Bize ne yaptılarsa süvâriler yaptılar. Atlı bir adam gelip, bana vurdu. Kalkanımla korundum ve atının ayaklarına kılıç çaldım. At arka üstü yıkılınca Peygamberimiz aleyhisselâm oğlum Abdullah’a; “Ey Ümmü Ümâre’nin oğlu! Annene, annene yardım et!” buyurdu. Ümmü Ümâre’nin (radıyallahü anhâ) oğlu Abdullah bin Zeyd radıyallahü anh anlatır: “Uhud günü sol kolumdan yaralanmıştım. Beni, hurma ağacı gibi uzun bir adam vurmuştu. Resûlullah efendimiz bana; “Yaranı sar” buyurdu. Annem yanıma geldi. Yanındaki bezlerle yaramı sardı. Resûlullah durmuş bana bakıyordu. Annem, yaramı sardıktan sonra, bana; “Kalk yavrucuğum! Müşriklerle çarpış” dedi. Resûlullah efendimiz de; “Ey Ümmü Ümâre!
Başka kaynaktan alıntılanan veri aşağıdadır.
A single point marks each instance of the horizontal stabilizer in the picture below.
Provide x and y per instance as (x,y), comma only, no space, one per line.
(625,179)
Senin katlandığın, dayanabildiğin şeye, herkes katlanabilir, dayanabilir mi?” buyurdular.
O sırada beni yaralayan müşrik oradan geçiyordu. Resûlullah; “İşte oğluna vuran şu adam.” deyince, annem, hemen önüne geçip bacağına vurup çökertti. Resûlullah’ın, mübârek dişleri görünecek kadar gülümsediğini gördüm. “Hamd olsun Allahü teâlâya ki, seni düşmanına muzaffer kılıp, gözünü aydın etti. Öcünü almayı sana gözünle gösterdi” buyurdu.”
Peygamber efendimiz, elinde taş bulunan Ümmü Ümâre’nin oğlu Abdullah’a; “Ey Ümmü Ümâre’nin oğlu!” diye seslendi. Abdullah “radıyallahü anh”; “Buyur yâ Resûlallah!” deyince ona; “At!” buyurdu. Abdullah “radıyallahü anh” önünde gitmekte olan atlı müşrike bir taş attı. Taş, atın gözüne değince ürken at da, atlı da yere yıkıldı. Abdullah “radıyallahü anh” taşa tutup o müşriki yaraladı.
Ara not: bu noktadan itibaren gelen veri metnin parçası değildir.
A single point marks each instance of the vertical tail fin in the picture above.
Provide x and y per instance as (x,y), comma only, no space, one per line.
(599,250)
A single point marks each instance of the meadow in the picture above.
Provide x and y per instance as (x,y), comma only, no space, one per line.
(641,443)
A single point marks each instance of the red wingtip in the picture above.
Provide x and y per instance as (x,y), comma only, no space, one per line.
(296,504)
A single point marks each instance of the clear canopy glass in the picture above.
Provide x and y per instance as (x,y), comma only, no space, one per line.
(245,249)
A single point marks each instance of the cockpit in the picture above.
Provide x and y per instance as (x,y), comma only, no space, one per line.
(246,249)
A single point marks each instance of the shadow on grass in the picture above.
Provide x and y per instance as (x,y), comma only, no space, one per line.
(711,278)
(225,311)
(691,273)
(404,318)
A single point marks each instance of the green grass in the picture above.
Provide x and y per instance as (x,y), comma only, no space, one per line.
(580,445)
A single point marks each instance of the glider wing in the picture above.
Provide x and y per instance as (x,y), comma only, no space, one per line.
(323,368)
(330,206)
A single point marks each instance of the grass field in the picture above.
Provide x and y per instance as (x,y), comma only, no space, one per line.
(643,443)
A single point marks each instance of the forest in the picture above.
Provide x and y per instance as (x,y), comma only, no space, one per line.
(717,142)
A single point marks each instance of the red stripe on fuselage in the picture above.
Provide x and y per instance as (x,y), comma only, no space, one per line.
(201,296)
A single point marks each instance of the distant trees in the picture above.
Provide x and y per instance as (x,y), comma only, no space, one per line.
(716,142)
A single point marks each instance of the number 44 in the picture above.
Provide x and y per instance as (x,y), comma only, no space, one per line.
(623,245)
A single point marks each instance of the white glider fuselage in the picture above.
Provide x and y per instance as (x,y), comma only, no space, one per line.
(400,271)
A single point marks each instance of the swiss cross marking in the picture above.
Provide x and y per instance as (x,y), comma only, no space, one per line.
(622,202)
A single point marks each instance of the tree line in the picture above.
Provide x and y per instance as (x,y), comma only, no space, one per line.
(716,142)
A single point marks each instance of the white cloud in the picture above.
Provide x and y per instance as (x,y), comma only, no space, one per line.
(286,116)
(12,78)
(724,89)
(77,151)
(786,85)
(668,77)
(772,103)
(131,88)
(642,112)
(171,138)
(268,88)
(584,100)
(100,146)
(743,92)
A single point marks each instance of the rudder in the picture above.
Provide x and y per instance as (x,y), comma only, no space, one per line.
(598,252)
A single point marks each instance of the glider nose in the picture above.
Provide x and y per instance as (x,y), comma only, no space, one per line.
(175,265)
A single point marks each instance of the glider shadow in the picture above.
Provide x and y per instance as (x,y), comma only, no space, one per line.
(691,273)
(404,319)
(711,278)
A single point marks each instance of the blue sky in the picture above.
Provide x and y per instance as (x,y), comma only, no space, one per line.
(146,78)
Bu savaşta İbn-i Kamîa isminde bir müşrik, Peygamber efendimize saldırmış ve mübârek başından yaralamıştı. Ümmü Ümâre “radıyallahü anhâ” İbn-i Kamîa’ya saldırdı. İbn-i Kamîa, Ümmü Ümâre’nin darbesiyle ağır yaralandı. Kendisi de bu savaşta on iki-on üç yerinden yara aldı. Bunlardan en ağırı, İbn-i Kamîa’nın boynunda açtığı yaraydı. Resûlullah efendimiz oğlu Abdullah’a bu yarayı sarmasını emrettiler. “Ev halkınızı Allah mübârek kılsın! Senin annenin makâmı filan ve filanların makâmından hayırlıdır. Allah sizin ev halkınıza rahmet etsin?” buyurdu. Bu yara bir sene tedâviden sonra iyileşti.
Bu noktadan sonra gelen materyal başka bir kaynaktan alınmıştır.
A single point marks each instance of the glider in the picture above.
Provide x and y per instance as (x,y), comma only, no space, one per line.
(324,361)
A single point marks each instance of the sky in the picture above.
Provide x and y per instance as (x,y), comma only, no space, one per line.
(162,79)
Nesibe Hâtun, Peygamber efendimize; “Yâ Resûlallah! Allahü teâlâya duâ et de Cennet’te sana komşu olalım.” dedi. Sevgili Peygamberimiz; “Allah’ım! Bunları, Cennet’te bana komşu ve arkadaş et!” diye duâ etti. Bunun üzerine Ümmü Ümâre; “Bu bana kâfidir. Artık dünyâda ne musîbet gelirse gelsin! Hiç ehemmiyeti yok.” dedi.
Ümmü Ümâre, Hudeybiye Antlaşmasında, Biat-ı Rıdvanda, Mekke’nin Fethinde ve Peygamberimizin Vedâ Haccında da bulundu.
Hazret-i Ebû Bekr zamânında Yemâme de Museylemet-ül Kezzâb adında biri, yalancı peygamberliğini îlân etmişti. Buna gönderilen elçinin içinde Ümmü Ümâre’nin oğlu Habib de vardı. Müseylemet-ül Kezzâb Habib’i elçi olduğu halde işkence ederek öldürttü. Ümmü Ümâre bunu duyunca, herkes üzüleceğini zannederken; “Elhamdülillah şehit anası oldum.” diye sevindi. Hâlid bin Velîd ile birlikte Müseyleme’nin üzerine giden orduya katıldı. Yaşı altmışı geçtiği halde; “Müseylemen’in ölümünü göreceğim diye yemin etmişti. Elinde kılıç, yanında öbür oğlu ve diğer mücâhidlerle birlikte hücum etti. Sonra Müseyleme’yi öldürdüler. Bu savaşta da birçok yara aldığı ve kolunun birini kaybettiği halde; “Ey Mücâhidler, vurun Allah aşkına vurun.” diye seslenerek askerleri coşturuyordu.
Hazret-i Ömer halîfe olduğu sırada kendisine güzel bir elbise getirdiler. Müminlerin emiri olan hazret-i Ömer’e dediler ki: “Bu elbise gelinin Safiye’ye çok güzel olur. Bu ona lâyıktır.” Hazret-i Ömer de; “Ben bunu öyle bir kimseye vereceğim ki; o hepsinden buna daha lâyıktır. Ona Nesibe derler ki, Ümmü Ümâre’dir.” buyurarak ona gönderdi.
Ümmü Ümâre’nin Peygamber efendimizden rivâyet ettiği bir hadîs-i şerîfte şöyle buyrulmaktadır: “Peygamber efendimiz evimize teşrif etmişlerdi. Kendilerine yemek ikram ettim. Resûl-i ekrem sallallahü aleyhi ve sellem; “Sen de ye!” buyurdu. “Ben oruçluyum” dedim. Resûlullah “sallallahü aleyhi ve sellem” buyurdu ki: “Bir oruçlu, oruçlu olmayan bir kimseye yemek yedirdiği vakit (oruçlu olduğu için) onlar yemekten ayrılıncaya kadar melekler oruçlu kimseye duâ eder.”